Pocos minutos después Las Ligas Menores demostraron de nuevo cómo son una de esas formaciones capaces de situarse en un lado tan moderadamente nostálgico como feliz, siendo capaces de plasmar un conjunto de recuerdos que a bien seguro resultan tan imborrables para ellas como para el público. Atacando rápidamente con ‘El Baile de Elvis’, iniciaron un gran repaso a sus dos LPs publicados, sabiendo muy bien cómo combinar energía con el cierto toque de recogimiento donde también brillan mucho sus canciones. De esta forma, ante la mirada por momentos tan perdida como clavada en el público por parte de Anabella, las canciones iban cayendo sin respiro, encontrando por momentos un cierto punto de ruido con el que dinamizar aún más su propuesta y respaldar el lado coreable de las canciones. También fue bastante frecuente encontrarnos ante momentos donde el grupo sabe muy bien como enfatizar todos aquellos pasajes donde la exposición sentimental resulta plena, demostrándolo a las mil maravillas en ‘Mejor Así’ o ‘En Invierno’.

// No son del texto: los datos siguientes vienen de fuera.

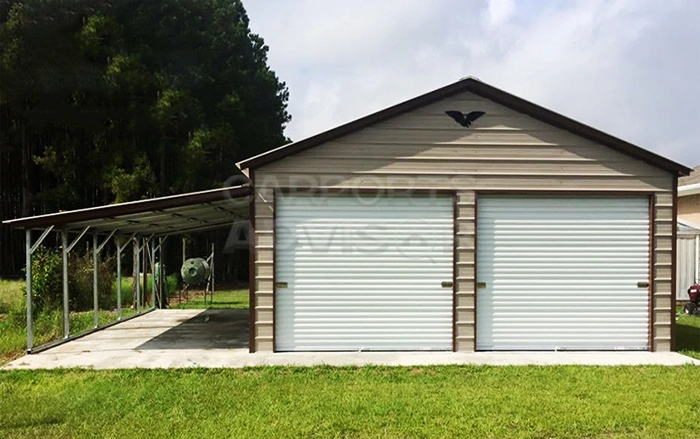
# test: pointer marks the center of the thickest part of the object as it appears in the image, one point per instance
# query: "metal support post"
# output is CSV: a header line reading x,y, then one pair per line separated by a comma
x,y
66,316
153,274
137,264
212,274
30,320
697,258
95,300
119,281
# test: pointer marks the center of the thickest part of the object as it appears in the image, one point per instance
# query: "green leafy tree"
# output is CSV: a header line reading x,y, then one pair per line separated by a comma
x,y
109,101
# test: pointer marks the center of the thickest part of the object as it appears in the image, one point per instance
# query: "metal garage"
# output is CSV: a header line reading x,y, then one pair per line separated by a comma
x,y
464,219
364,273
562,236
558,273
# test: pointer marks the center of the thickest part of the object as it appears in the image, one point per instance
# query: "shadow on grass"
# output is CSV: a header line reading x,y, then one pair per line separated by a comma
x,y
688,336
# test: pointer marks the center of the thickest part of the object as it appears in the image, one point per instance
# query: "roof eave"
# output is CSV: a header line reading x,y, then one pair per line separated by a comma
x,y
61,218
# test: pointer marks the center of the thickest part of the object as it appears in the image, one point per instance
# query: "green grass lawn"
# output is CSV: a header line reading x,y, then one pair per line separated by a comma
x,y
229,299
688,336
368,402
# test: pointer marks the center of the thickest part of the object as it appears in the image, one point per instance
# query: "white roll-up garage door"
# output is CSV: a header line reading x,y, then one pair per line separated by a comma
x,y
562,273
363,273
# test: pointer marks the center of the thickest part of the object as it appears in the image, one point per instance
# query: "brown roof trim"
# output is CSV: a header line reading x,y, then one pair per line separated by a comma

El concierto siguió avanzando con algunas de las canciones más especiales de la noche como fue el caso de ‘Accidentes’, logrando esa especie de calma que llega después de asumir que casi ya ni sabes ni dónde ni cómo estás. Así es como siempre sacan el máximo provecho a la hora de lograr auténticas obras de arte a partir de momentos agridulces, algo que en el directo se traduce en un especial cuidado en los teclados y encontrar la suavidad perfecta del conjunto, para una vez más, sacar el mensaje positivo de todo ello amplificándolo al máximo. Algo similar ocurrió con ‘Tema 7’, aunque en este caso resultó interpretado con una mayor voluntad de agitación, siendo conscientes de cómo sus canciones tienen un cierto punto explosivo con el que contraponerse a las melodías pop más cálidas. Pequeños juegos de contrastes en los que la formación se mostró de lo más cómoda, guardándose una buena traca final coronada con ‘Renault Fuego’ y ‘Ni Una Canción’, alcanzando por fin el clímax idóneo entre el público, consciente de que regalos así suponen auténticos hitos en la particular historia cultural de la ciudad. Disfrutando una vez más de todas aquellas bandas que tienen mucho que contar desde la experiencia más humilde, lo de Las Ligas Menores desde luego que fue todo un ascenso a la máxima categoría.

Noé R. Rivas

Estudiando teleco y escribiendo sobre grupos guays. Woods y Jeremy Jay me molan mucho.